When You’ve Got to Go

'It is truly regrettable that a person will treat a man who is valuable to him well, and a man who is worthless to him poorly. One should have insight into this world of dreams that passes in the twinkling of an eye'.
Hojo Shigetoki 1198-1261

It’s time for the e-Envoy to go and I’ll start this thought with a quote from a speech I delivered at Westminster in October of last year:



“Without a solution in place, the continued absence of a universal architecture of trust, in conjunction with very real risk of expensive failure, threatens the credibility of the government’s programme and with it, any hope of building a true knowledge economy at a time of threatening recession. Its action that is needed, not excuses. We’re either an online society or we're not and without an architecture of trust and a readily available authentication capability more elaborate than a simple password or PIN number, we are most definitely not in danger of becoming the first world knowledge economy that I imagined two years ago”.

I am of course referring to the unholy mess that surrounded government’s plans for digital certificates and PKI and one government-related publication commented, only this month:

“Although PKI (public key infrastructure) and digital certificate technology has played a major role in leading projects such as the Government Gateway, there is now growing recognition that it is unsuited for wider public use”

In fact and from my own direct experience, government has known, for at least a year that their PKI strategy wasn’t going to work and as far back as November of 2001, in my role of ‘advisor’, I passed on the concerns of local government in a memo to the Cabinet Office and the e-Envoy. “All fur coat and no knickers” was one of the comments.

This month, one official is quoted as saying, “"Trust and authentication has been a huge problem for us. We haven't got a solution for authentication. We've been trying with PKI for about 10 years now and its not working because it's a pain to implement and to use. We've been looking to take the pain out of PKI.”

But it’s the next quote that I find really interesting:

What we are saying with authentication is that if another trusted organisation such as a bank can provide proof saying you are who you say you are that should take the need away for digital certificates."

This isn’t a startling revelation and its hardly a “radical way" of solving the authentication problem. in fact it’s been on the table for at least a year, through conversations with APACS, Identrus, Quizid et al. It’s just that the government have taken this long to accept the inevitable, that someone else, through a public – private partnership, can rescue them from the hole that they’ve fallen into.

So, the good news is that government appears to be out of ‘denial’ where its PKI strategy is concerned although I doubt very much that anyone is going to stand-up and take responsibility.

In my speech to MPs and others last year, I noted:

A well-meaning and at first glance, sensible decision towards self regulation, has instead resulted in inertia and a multi-vendor race which no single interest seems capable of winning. It makes any prospect of mass-market authentication a convoluted, expensive, multiple standards affair, involving different certificate authorities, a government that only accepts certificates from selected companies and a level of tiresome bureaucracy at each end of the process. What should have been simple and cheap has now become endlessly complicated, prohibitively expensive and stands in the way of both progress and the political agenda. Competition, instead of offering a commercial solution has given us deadlock”.

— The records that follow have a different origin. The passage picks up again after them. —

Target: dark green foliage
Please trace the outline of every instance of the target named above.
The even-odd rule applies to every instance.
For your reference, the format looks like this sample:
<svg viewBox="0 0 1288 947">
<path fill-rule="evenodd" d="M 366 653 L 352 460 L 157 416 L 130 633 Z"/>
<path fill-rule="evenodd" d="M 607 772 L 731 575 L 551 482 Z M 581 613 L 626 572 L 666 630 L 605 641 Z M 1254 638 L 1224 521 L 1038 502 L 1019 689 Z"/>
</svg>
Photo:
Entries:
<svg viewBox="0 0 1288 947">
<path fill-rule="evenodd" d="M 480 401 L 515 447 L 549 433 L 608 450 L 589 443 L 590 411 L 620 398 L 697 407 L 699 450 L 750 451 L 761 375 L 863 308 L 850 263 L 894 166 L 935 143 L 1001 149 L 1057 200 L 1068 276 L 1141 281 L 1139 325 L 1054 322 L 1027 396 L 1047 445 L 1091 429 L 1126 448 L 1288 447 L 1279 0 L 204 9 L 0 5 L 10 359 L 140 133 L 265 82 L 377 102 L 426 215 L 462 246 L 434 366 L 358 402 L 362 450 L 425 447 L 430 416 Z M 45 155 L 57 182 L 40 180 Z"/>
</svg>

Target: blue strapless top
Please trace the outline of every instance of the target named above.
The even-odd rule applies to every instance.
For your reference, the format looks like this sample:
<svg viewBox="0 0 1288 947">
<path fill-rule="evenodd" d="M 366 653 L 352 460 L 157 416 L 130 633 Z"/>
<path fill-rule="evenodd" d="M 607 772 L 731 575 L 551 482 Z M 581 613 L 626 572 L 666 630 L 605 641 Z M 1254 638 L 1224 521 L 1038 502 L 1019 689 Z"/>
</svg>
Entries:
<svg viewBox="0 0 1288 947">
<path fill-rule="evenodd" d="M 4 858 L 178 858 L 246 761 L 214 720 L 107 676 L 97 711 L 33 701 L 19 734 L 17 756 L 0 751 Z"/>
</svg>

Three years ago, I was asked if I was going to put myself forward as a candidate e-Envoy to replace Alex Allan. Very sensibly I declined, firstly because I’m not politically correct enough and secondly because I could see how the role would always find itself acting as publicist for No10 through the ‘eCommunications’ Directorate. Today, I believe enough avoidable mistakes have been made with taxpayers money to merit a change of scenery at the top and I’d call for a referendum but I’ll doubt we’ll get one.